24 de abr de 2009

O Luiz de Laura.

Laura nasceu por aqui ou por ali. Na verdade, não interessa de onde vem. E tudo aconteceu pelo ano de... não, não importa quando tudo começou. Importa, sim, saber de Laura.

No rádio a pilha, instalado na pequena cozinha do casebre de madeira, o rádio. No altar, o rádio. Nenhum santo na casa, somente o aparelho que trazia ruidosas canções de longe, informações pouco importantes de lugares desconhecidos, pessoas que não se sabia se existiam, tragédias que não afetavam Laura nem um pouco.

Nunca tinha visto índio de perto. Negro também não. Índio e negro eram duas pessoas muito feias, muito distantes, que viviam para além das montanhas ao norte, para além das montanhas ao sul. De qualquer forma, também pouco se importava, embora a curiosidade por saber o que havia mais ao norte e mais ao sul lhe corroesse as noites de bom sono.
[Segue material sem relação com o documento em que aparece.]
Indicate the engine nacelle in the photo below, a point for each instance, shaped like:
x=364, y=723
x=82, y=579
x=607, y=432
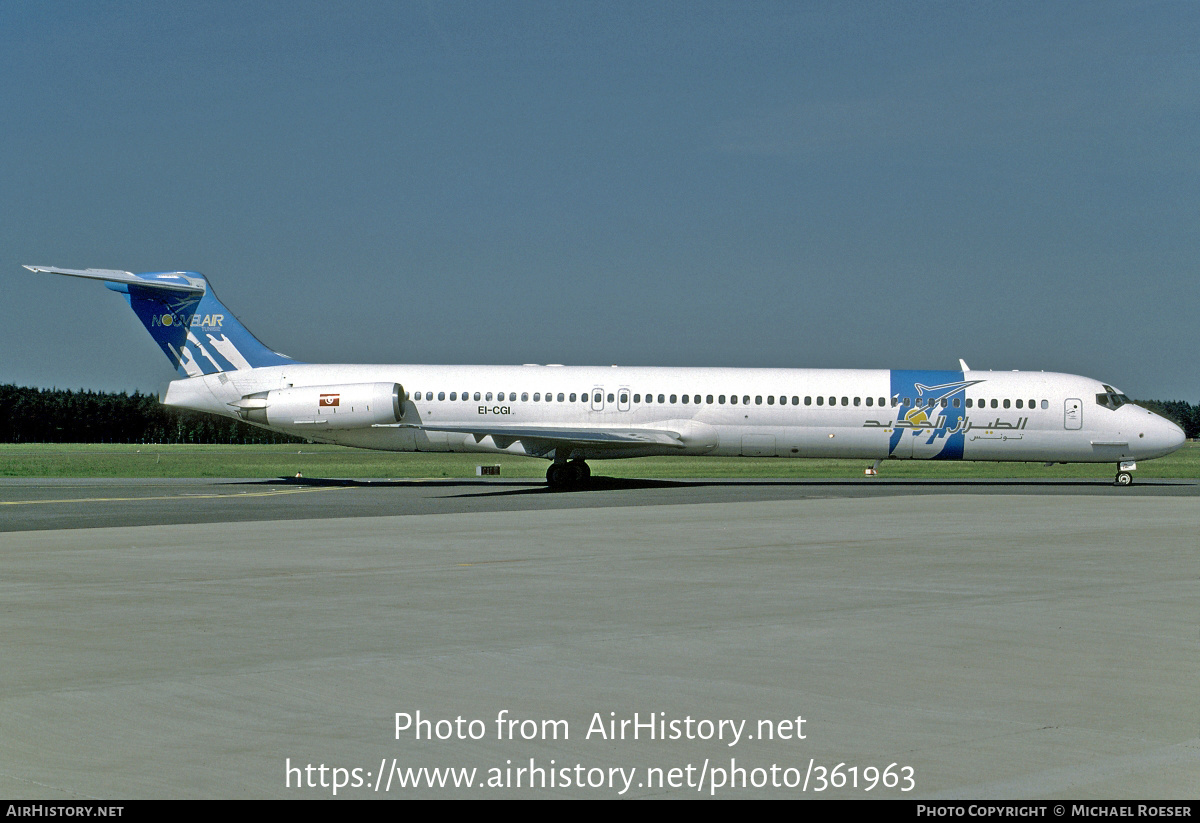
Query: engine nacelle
x=347, y=406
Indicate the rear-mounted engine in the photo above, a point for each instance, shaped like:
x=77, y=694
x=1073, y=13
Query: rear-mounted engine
x=349, y=406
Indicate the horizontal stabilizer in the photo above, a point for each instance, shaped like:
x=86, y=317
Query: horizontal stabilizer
x=165, y=281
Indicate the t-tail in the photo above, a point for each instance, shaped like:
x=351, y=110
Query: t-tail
x=193, y=329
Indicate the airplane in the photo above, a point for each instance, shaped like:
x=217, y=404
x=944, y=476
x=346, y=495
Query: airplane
x=571, y=414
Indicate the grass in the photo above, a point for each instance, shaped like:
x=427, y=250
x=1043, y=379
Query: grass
x=322, y=461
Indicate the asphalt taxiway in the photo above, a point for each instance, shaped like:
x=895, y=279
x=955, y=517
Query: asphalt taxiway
x=228, y=638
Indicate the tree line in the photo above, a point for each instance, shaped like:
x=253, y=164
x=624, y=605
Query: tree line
x=57, y=415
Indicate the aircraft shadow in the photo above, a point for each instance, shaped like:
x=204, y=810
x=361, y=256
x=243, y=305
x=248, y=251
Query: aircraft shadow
x=472, y=487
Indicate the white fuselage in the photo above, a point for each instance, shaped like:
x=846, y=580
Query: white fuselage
x=870, y=414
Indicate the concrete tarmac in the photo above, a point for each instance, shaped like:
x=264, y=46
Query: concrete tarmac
x=1011, y=643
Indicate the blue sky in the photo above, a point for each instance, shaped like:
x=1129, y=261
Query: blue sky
x=801, y=184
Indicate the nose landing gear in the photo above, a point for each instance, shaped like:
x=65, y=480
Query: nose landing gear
x=562, y=475
x=1125, y=473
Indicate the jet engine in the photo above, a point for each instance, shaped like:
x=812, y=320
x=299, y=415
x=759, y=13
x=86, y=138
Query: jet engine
x=346, y=406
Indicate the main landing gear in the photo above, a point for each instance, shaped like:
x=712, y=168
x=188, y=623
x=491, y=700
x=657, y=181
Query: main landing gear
x=562, y=474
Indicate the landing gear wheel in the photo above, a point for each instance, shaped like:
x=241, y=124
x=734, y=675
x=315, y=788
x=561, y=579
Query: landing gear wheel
x=582, y=470
x=557, y=475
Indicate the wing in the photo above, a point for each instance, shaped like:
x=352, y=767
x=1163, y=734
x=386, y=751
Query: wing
x=545, y=438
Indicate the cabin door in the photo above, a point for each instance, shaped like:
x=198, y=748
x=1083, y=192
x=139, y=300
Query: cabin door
x=1073, y=413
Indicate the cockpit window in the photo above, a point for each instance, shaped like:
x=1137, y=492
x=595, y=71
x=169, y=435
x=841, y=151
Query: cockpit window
x=1111, y=400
Essa é a história bonita de Laura, menina-moça de algum interior onde se tinha de caminhar quilômetros atrás de pilha pro rádio, o pai que mandava buscar.

Uma tarde, depois do almoço, a barriga cheia, Laura deitou na rede. O rádio ligado, os ruídos aos quais se acostumou lhe ninando a sesta. Não mais que de repente, o silêncio. Laura pensou, me disse anos mais tarde, que tivessem acabado as pilhas. Deu de ombros.

Não, não eram as pilhas que tinham acabado. Nem era a mãe que o tinha desligado, aquele barulho dia e noite, nem se entende nada que fala essa merda. Apenas não havia mais ruídos e dali, da caixa com alto falantes de onde saiam todas aquelas vozes roucas, as notícias desinteressantes, as músicas fanhas, começou a sair uma voz...

Uma voz, sim. Não. A voz. A voz que a merda do rádio velho nunca permitira que fosse ouvida com tanta nitidez, com tanta beleza. Eram palavras de caramelo — assim me descreveu Laura — e a respeito das quais não tinha o que dizer simplesmente porque não as entendia. Problema no rádio, chama o pai, mãe me ajuda. Não. Não eram palavras tortas.

A voz grave e profunda do homem que cantava fez Laura molhar-se de suor e excitação. As lágrimas que lhe caíam dos olhos eram desejo e eram raiva da vida pequena que vivia (entre os morros do norte e os morros do sul), eram paixão à primeira ouvida.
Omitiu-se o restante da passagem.